3. McDonald’s’ Cajun McChicken: The golden arches have come out with about 90 different chicken sandwiches since eliminating this 99-cent favorite about a decade ago, and they have yet to come close. A slightly spicy, fried chicken breast with shredded lettuce and a good amount of mayo made for a treat that was as good as it was cheap.

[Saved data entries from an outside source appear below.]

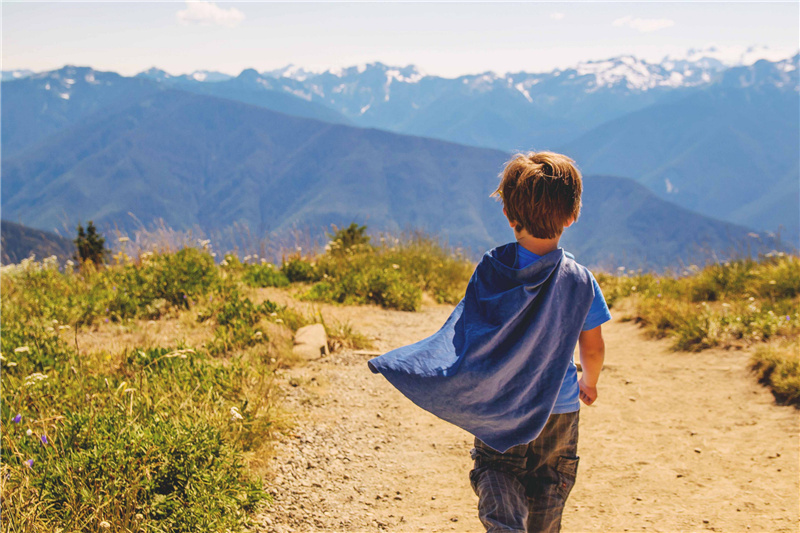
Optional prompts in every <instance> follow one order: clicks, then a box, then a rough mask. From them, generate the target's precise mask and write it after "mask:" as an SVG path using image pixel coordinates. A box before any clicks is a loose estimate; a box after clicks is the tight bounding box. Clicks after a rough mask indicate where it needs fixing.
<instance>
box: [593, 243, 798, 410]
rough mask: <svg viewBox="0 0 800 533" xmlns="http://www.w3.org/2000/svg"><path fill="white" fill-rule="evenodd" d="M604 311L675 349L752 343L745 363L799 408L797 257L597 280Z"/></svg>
mask: <svg viewBox="0 0 800 533" xmlns="http://www.w3.org/2000/svg"><path fill="white" fill-rule="evenodd" d="M597 279H598V282H599V283H600V285H601V287H602V290H603V294H604V295H605V297H606V301H607V302H608V303H609V306H611V307H615V306H622V307H625V308H626V313H625V318H626V319H630V320H633V321H635V322H636V323H638V324H640V325H641V326H642V327H643V328H644V329H645V331H646V332H647V333H648V334H649V335H651V336H653V337H657V338H662V337H668V338H670V339H671V340H672V343H673V347H674V348H675V349H676V350H684V351H701V350H704V349H707V348H712V347H722V348H731V347H742V346H756V350H755V355H754V356H753V357H754V359H753V366H754V369H755V370H756V372H757V373H758V376H759V379H760V380H761V381H762V382H763V383H765V384H767V385H768V386H769V387H770V388H771V390H772V391H773V393H774V394H775V396H776V398H778V399H779V400H780V401H785V402H788V403H793V404H795V405H800V363H798V344H797V342H798V337H799V336H800V259H798V258H797V257H795V256H791V255H786V254H782V253H779V254H770V255H768V256H764V257H761V258H760V259H758V260H755V259H743V260H739V261H730V262H726V263H720V264H714V265H709V266H707V267H705V268H703V269H700V268H698V267H694V266H693V267H690V268H689V269H688V270H687V271H686V272H684V274H683V275H682V276H679V277H677V276H656V275H653V274H642V273H636V272H629V273H627V274H623V275H617V276H612V275H608V274H600V275H598V277H597Z"/></svg>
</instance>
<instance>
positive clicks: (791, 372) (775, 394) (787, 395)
mask: <svg viewBox="0 0 800 533" xmlns="http://www.w3.org/2000/svg"><path fill="white" fill-rule="evenodd" d="M751 363H752V368H753V370H754V371H755V372H756V374H757V376H758V378H759V381H760V382H761V383H763V384H765V385H768V386H769V387H770V388H771V389H772V392H773V393H774V394H775V397H776V398H777V399H778V400H779V401H782V402H785V403H790V404H794V405H796V406H798V407H800V342H798V340H797V339H794V340H793V341H790V342H785V343H779V344H775V345H766V346H760V347H759V348H758V349H757V350H756V351H755V353H754V354H753V357H752V359H751Z"/></svg>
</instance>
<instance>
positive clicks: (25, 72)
mask: <svg viewBox="0 0 800 533" xmlns="http://www.w3.org/2000/svg"><path fill="white" fill-rule="evenodd" d="M2 74H3V78H2V81H9V80H19V79H22V78H27V77H28V76H30V75H31V74H33V71H32V70H27V69H20V70H4V71H3V72H2Z"/></svg>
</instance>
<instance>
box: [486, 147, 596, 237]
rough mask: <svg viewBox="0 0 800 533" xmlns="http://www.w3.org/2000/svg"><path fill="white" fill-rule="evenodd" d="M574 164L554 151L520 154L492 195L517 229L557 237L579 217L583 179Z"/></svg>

4. Panda Express’ Sweet & Sour Pork: I find myself going to the lone Chinese-American fast food joint less and less after they took off their delicious sweet and sour pork from the menu. They still have their famous Orange Chicken, however, so I can’t be too mad.
AK Dugan
McDonald’s McLean Deluxe: With a third of the fat of a Big Mac, the 17-year Lebanon Express reporter still craves the low-calorie burger that included carrageenan, a seaweed extract that made up 10-percent of the ingredients. Dugan, however, was not aware of the seaweed at the time of purchase/consumption back in the mid-90s.
Matt DeBow
Taco Bell’s Mexi-Fries: The newest addition to the Express team still misses the Mexi-Fries from Taco Bell. While they were really just tater tots, you can still find a similar version at Taco Time … or in your grocer’s freezer section.
Emily Mentzer
Taco Bell’s Taco Lite: The current Lebanon Express chief editor remembers making the Taco Lite at her first job. The deep fried flour shell filled with taco fillings was only “Lite” because of the crunchy and flaky taste. Mentzer recalls Taco Bell having to eliminate the item do to false advertising.
Sherri Frost
Burger King’s Rodeo Burger: With barbeque sauce and onion rings, the Mid-Valley Newspaper advertising representative is not satisfied by the 37 other fast food restaurant’s attempts at the same thing.